What's the best action persistence technique for a Catalyst application?

Question

I'm writing a Catalyst application that's required to have a fairly short session expiration (15 minutes). I'm using the standard Catalyst framework authentication modules, so the user data is stored in the session -- i.e., when your session expires, you get logged out.

Many of the uses of this application will require >15 minutes to complete, so users will frequently submit a form only to find their session state is gone and they're required to log back in.

If this happens I want to preserve the original form submission, and if they log in successfully, continue on and carry out the form submission just as if the session had not expired.

I've got the authentication stuff being handled by an auto() method in the controller -- if you request an action that requires authentication and you're not currently logged in, you get redirected to the login() method, which displays the login form and then processes it once it's submitted.

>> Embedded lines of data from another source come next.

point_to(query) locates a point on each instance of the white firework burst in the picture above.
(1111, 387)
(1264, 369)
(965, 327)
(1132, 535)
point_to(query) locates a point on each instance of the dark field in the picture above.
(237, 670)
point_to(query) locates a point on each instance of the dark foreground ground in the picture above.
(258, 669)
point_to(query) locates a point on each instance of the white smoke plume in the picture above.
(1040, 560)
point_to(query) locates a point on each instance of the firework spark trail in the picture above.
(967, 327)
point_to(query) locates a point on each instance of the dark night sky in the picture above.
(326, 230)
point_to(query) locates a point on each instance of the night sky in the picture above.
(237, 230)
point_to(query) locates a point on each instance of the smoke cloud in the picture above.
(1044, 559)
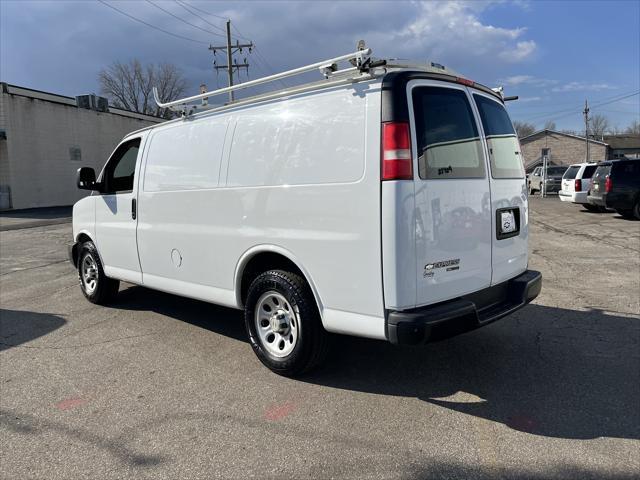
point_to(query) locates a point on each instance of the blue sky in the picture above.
(553, 54)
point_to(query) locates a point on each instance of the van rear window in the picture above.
(446, 133)
(504, 149)
(571, 172)
(588, 171)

It seems like it should be possible to store the request and any form parameters when the auto method redirects to the login(), and then pull them back out if the login() succeeds -- but I'm not entirely sure of the best way to grab or store this information in a generic/standard/reusable way. (I'm figuring on storing it in the session and then deleting it once it's pulled back out; if that seems like a bad idea, that's something else to address.)

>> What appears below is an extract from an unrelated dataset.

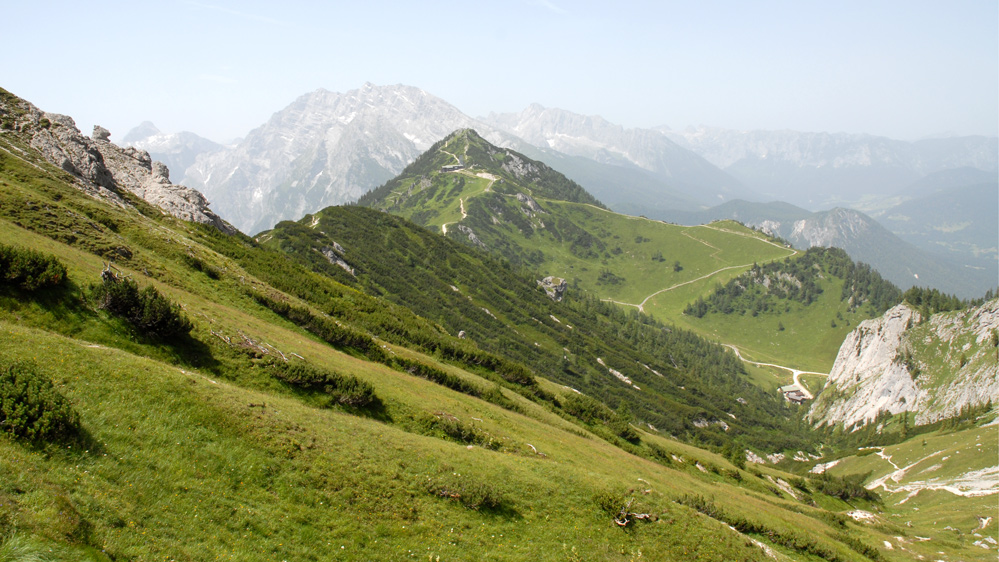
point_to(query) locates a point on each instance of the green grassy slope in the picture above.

Is there a standard "best practices" or cookbook way to do this?

(One wrinkle: these forms are being submitted via POST.)

Answer 1

I can't help thinking that there's a fundamental flaw in mandating a 15 minute timeout in an app that routinely requires >15 minutes between actions.

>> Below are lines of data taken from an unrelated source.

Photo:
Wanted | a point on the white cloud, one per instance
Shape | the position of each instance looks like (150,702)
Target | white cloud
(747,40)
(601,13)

Be that as it may, I would look at over-riding the Catalyst::Plugin::Session->delete_session method so that any contents of $c->request->body_parameters are serialised and saved (presumably to the database) for later recovery. You would probably want some rudimentary check of the POST arguments to ensure they're what you're expecting.

Similarly, create_session needs to take responsibility for pulling this data back out of the database and making it available to the original form action.

It does seem like a messy situation, and I'm inclined to repeat my first sentence...

UPDATE:

Whether you use delete_session or auto, the paradoxical issue remains: you can't store this info in the session because the time-out event will destroy the session. You've got to store it somewhere more permanent so it survives the session re-initialization. Catalyst::Plugin::Session itself is using Storable, and you should be able to with something along these lines:

use Storable;
...
sub auto {
    ...
    unless (...) { #ie don't do this if processing the login action
        my $formitems = freeze $c->request->body_parameters;
        my $freezer = $rs->update_or_create(
              {user => $c->user, formitems => $formitems} );
        # Don't quote me on the exact syntax, I don't use DBIx::Class
    }
    ...
    my $formitems = $c->request->body_parameters
                  || thaw $rs->find({$user => $c->user})->formitems
                  || {} ;
    # use formitems instead of $c->request->body_parameters from here on in

The underlying table probably has (user CHAR(x), formitems TEXT) or similar. Perhaps a timestamp so that nothing too stale gets recovered. You might also want to store the action you were processing, to be sure the retrieved form items belong to the right form. You know the issues for your app better than me.